Earlier, I described some old beliefs about program evaluation. I used to assume that evaluation of TLT had to be summative ("What did this program accomplish? Does that evidence indicate this program should be expanded and replicated? continued? or canceled?"). The most important data would measure program results (outcomes). You've got to wait years to achieve results (e.g., graduating students) and the first set of reults may be distorted by what was going on as the program started up. Consequently, I assumed, evaluation should be scheduled as late as possible in the program.

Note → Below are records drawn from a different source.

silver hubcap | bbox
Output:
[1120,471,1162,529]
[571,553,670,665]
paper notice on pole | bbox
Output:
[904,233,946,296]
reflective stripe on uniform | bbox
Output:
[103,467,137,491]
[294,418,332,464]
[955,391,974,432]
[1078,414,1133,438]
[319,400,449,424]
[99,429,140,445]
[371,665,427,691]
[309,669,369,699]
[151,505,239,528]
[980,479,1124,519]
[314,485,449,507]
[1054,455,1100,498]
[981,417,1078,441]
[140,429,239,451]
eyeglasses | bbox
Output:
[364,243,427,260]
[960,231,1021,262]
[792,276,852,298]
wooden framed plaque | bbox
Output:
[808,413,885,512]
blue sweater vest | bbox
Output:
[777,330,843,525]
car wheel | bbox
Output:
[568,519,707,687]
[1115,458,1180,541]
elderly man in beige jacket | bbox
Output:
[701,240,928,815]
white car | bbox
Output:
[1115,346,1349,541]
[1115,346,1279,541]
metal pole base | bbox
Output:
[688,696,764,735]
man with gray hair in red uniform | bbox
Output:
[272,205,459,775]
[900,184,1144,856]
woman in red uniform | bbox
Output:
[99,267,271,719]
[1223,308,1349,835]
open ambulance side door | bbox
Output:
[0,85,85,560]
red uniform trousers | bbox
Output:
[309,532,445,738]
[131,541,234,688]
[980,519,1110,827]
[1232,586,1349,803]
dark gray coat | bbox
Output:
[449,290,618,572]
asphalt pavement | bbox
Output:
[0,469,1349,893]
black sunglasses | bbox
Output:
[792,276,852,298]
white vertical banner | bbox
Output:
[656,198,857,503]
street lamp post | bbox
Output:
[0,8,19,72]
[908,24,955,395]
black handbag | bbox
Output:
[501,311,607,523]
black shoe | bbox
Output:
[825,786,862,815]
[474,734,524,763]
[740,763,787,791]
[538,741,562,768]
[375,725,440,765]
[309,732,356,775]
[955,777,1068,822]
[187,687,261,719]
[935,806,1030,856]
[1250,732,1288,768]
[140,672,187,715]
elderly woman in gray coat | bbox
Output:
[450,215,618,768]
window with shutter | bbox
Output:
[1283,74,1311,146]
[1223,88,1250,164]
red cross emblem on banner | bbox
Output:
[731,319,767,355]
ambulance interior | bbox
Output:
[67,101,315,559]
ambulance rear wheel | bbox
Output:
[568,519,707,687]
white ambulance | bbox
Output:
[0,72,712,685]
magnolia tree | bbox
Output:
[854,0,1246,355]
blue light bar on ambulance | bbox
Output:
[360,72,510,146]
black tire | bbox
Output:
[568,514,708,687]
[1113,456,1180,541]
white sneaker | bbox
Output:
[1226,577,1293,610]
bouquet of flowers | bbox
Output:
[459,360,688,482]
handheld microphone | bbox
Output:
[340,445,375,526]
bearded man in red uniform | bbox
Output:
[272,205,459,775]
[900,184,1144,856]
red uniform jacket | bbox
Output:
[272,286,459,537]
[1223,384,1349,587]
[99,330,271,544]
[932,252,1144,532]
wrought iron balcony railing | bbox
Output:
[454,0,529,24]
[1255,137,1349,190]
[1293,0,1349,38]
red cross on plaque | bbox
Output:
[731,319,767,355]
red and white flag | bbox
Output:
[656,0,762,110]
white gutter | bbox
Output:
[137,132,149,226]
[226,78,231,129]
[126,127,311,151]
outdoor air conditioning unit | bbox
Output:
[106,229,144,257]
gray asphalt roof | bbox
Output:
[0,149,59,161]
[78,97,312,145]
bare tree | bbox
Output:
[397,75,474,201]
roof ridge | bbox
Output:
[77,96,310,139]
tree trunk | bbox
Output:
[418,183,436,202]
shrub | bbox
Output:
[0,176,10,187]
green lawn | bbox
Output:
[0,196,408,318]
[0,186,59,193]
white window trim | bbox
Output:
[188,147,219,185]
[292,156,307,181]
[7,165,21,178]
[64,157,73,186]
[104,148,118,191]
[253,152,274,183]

Many people still believe these propositions and others I mentioned earlier this week. I still get requests: "The deadline for this grant program is in two days. Here's our draft proposal. Out of our budget of $500,000, we've saved $5,000 for evaluation. If you're able to help us, please send us a copy of your standard evaluation plan."

Yug!

Stakeholders need to see what's going on so they can make better, less risky decisions about what to do next. Getting that kind of useful information is called “formative evaluation.” (By the way, a stakeholder is someone who affects or who is affected by a program: its faculty, the staff who provide it with services, its students, and its benefactors, for example.)

In the realm of teaching and learning with technology (TLT), formative evaluation is even more important than in other realms of education. The program is likely to be novel and rapidly changing, as technologies and circumstances change. So the stakeholders are on unfamiliar ground. Their years of experience may not provide reliable guides for what to do next. Formative evaluation can reduce their risks, and help them notice and seize emerging opportunities.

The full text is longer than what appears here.